Overview
Introduction to Datasets.
Datasets are available in Evidently Cloud and Evidently Enterprise.
What is a Dataset?
Datasets are collections of data from your application used for analysis and automated checks. You can bring in existing datasets, capture live data, or create synthetic datasets.
How to create a Dataset?
You can add Datasets to the platform in multiple ways:
-
Upload directly. Use the UI to upload CSV files or push datasets via the Python API.
-
Upload with Reports. Attach datasets to Reports when running local evaluations. This is optional — you can also upload only summary metrics.
-
Generate synthetic data. Use built-in platform features to generate synthetic evaluation datasets.
-
Create from Traces. During tracing, Evidently automatically generates tabular datasets that can be used for evaluations.
Where do I find the data? To view all datasets (uploaded, synthetic, or evaluation results), go to the “Dataset” page in your Project menu. For raw tracing datasets, check the Tracing section.
Synthetic Data
You can synthesize evaluation datasets directly in Evidently Platform:
-
Generate from examples or description. Describe specific test scenarios and generate matching datasets.
-
Generate from source documents.
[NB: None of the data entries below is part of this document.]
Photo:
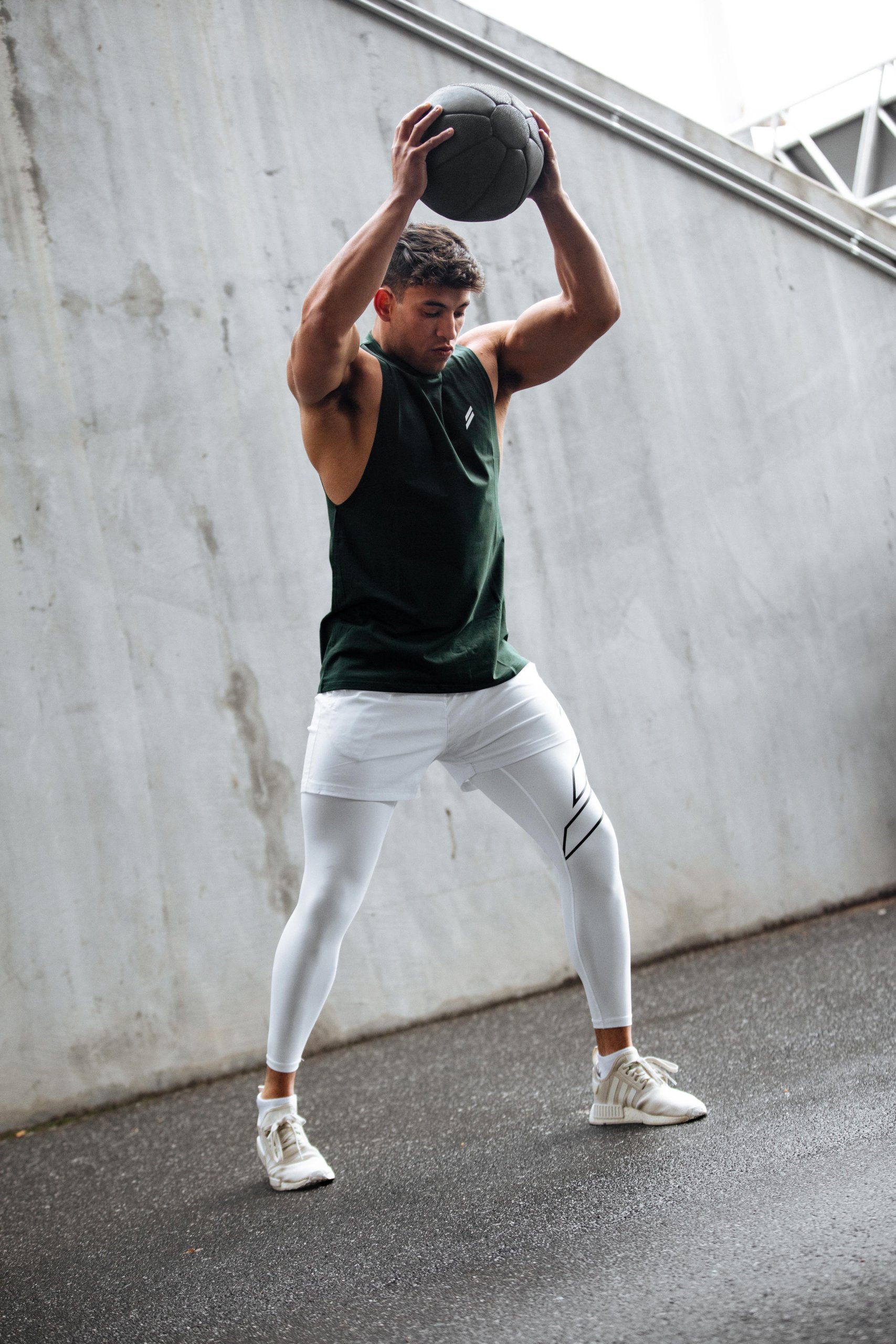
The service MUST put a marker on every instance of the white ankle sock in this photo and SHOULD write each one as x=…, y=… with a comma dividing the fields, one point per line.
x=606, y=1062
x=268, y=1104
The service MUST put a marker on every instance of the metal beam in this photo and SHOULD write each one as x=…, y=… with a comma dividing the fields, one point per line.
x=867, y=142
x=636, y=130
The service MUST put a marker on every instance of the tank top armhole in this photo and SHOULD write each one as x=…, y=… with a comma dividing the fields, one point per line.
x=385, y=414
x=473, y=361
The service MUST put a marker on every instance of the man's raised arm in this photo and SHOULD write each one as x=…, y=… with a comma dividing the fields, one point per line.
x=327, y=340
x=551, y=335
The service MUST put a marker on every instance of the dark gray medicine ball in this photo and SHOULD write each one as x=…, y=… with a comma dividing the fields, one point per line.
x=491, y=163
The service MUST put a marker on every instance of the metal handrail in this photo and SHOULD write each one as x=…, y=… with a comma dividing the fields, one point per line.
x=637, y=130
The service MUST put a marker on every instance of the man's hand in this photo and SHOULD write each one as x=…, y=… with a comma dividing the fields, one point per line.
x=410, y=151
x=551, y=335
x=549, y=183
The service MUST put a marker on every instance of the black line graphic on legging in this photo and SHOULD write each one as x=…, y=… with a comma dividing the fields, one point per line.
x=581, y=790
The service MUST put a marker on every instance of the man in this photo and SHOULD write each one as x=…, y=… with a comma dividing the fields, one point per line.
x=405, y=430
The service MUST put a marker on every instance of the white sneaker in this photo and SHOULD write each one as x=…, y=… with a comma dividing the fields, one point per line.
x=641, y=1092
x=284, y=1151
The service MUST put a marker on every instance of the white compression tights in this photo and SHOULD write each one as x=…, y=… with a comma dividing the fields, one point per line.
x=549, y=796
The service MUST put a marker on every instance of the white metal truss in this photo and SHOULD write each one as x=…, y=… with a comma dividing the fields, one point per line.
x=522, y=75
x=844, y=136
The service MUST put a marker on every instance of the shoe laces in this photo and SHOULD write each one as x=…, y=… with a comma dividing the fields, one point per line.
x=288, y=1139
x=650, y=1069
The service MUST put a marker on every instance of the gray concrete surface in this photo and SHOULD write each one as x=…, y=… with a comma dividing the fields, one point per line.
x=475, y=1203
x=699, y=518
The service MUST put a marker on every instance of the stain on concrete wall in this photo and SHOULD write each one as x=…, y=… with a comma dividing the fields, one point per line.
x=272, y=790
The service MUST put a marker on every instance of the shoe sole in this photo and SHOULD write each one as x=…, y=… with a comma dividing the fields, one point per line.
x=629, y=1116
x=315, y=1178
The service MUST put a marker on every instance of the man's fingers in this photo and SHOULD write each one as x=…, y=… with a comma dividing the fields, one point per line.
x=424, y=124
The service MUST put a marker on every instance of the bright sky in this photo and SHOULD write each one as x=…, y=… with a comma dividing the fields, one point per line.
x=716, y=61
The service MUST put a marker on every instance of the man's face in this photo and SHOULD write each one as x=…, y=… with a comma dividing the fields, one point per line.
x=424, y=324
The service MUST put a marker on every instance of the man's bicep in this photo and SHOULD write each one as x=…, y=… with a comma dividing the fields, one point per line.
x=539, y=344
x=320, y=362
x=486, y=342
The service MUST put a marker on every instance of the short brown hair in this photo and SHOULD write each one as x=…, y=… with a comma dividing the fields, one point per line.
x=433, y=255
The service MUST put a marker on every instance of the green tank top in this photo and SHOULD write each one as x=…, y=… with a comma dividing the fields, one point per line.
x=417, y=550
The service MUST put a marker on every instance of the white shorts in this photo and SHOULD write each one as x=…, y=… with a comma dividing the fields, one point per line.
x=379, y=743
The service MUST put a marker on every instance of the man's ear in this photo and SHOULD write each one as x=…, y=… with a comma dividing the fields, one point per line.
x=385, y=303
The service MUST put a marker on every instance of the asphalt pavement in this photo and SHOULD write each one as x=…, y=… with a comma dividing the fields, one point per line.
x=475, y=1203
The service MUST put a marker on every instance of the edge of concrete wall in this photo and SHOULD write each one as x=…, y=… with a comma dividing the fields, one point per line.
x=179, y=1079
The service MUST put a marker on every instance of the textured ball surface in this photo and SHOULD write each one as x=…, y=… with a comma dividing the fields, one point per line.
x=491, y=163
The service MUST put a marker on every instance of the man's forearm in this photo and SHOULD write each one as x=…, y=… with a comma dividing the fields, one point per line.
x=344, y=288
x=582, y=269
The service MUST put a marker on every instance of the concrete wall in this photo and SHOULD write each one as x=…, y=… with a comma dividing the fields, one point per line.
x=700, y=543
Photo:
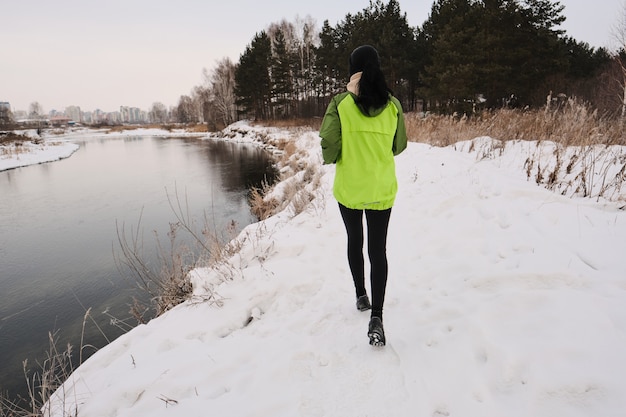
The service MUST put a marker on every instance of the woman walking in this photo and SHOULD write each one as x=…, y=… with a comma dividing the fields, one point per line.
x=363, y=129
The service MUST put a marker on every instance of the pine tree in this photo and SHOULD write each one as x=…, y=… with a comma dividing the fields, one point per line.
x=252, y=78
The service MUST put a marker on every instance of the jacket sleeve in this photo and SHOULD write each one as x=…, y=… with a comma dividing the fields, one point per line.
x=330, y=132
x=400, y=138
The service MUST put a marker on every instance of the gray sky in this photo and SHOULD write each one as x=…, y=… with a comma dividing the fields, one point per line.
x=136, y=52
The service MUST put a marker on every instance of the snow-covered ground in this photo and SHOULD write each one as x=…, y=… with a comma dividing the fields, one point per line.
x=504, y=299
x=59, y=146
x=29, y=153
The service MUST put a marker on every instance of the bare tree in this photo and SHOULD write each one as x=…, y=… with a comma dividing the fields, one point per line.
x=620, y=56
x=222, y=90
x=185, y=110
x=158, y=113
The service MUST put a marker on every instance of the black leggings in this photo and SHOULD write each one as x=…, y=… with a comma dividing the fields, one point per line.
x=377, y=225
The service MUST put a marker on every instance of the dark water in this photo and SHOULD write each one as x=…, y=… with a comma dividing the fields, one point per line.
x=59, y=227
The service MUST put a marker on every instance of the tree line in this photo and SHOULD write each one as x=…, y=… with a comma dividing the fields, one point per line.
x=468, y=55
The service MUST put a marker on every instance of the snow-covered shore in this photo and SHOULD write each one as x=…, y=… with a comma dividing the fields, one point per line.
x=29, y=153
x=54, y=147
x=504, y=299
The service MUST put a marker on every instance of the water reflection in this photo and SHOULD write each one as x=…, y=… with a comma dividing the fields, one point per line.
x=58, y=230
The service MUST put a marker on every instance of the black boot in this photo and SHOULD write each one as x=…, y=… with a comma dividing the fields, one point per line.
x=375, y=332
x=363, y=303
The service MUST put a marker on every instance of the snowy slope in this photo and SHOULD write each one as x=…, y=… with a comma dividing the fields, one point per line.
x=504, y=299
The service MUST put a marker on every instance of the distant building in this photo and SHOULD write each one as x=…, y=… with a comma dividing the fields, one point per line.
x=74, y=113
x=60, y=121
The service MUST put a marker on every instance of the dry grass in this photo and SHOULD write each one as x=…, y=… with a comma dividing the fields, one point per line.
x=572, y=124
x=313, y=122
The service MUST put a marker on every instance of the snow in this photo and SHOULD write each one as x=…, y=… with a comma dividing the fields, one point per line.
x=504, y=299
x=29, y=153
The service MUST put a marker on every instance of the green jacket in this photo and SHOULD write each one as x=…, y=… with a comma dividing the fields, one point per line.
x=363, y=147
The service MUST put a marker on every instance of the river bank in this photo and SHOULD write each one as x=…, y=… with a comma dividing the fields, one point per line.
x=504, y=298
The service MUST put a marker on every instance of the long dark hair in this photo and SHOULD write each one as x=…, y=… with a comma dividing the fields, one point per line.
x=373, y=90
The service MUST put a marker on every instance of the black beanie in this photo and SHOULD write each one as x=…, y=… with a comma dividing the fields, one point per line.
x=362, y=57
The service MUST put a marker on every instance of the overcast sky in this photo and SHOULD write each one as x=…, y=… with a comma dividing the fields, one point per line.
x=101, y=55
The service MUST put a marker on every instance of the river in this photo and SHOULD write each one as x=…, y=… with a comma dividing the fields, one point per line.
x=59, y=225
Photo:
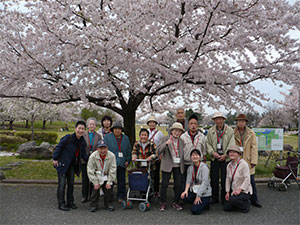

Generate Q&A pairs from source documents like PDF, CSV or markdown files (great for RAG evaluations).
After creating or uploading datasets, you can edit or diversify them further using the “more like this” feature.
When do you need Datasets?
Here are common use cases for datasets in Evidently:
-
Organize evaluation datasets. Save curated datasets with expected inputs and optional ground truth outputs. You can bring in domain experts to collaborate on these datasets in UI, and access them programmatically for CI/CD checks.
-
Debug evaluation results. After you run an evaluation, view the dataset to identify and debug specific failures. E.g. you can sort all text outputs by added scores.
-
Store ML inference logs or LLM traces. Collect raw data from production or experimental runs, use it as a source of truth, and run evaluations over it.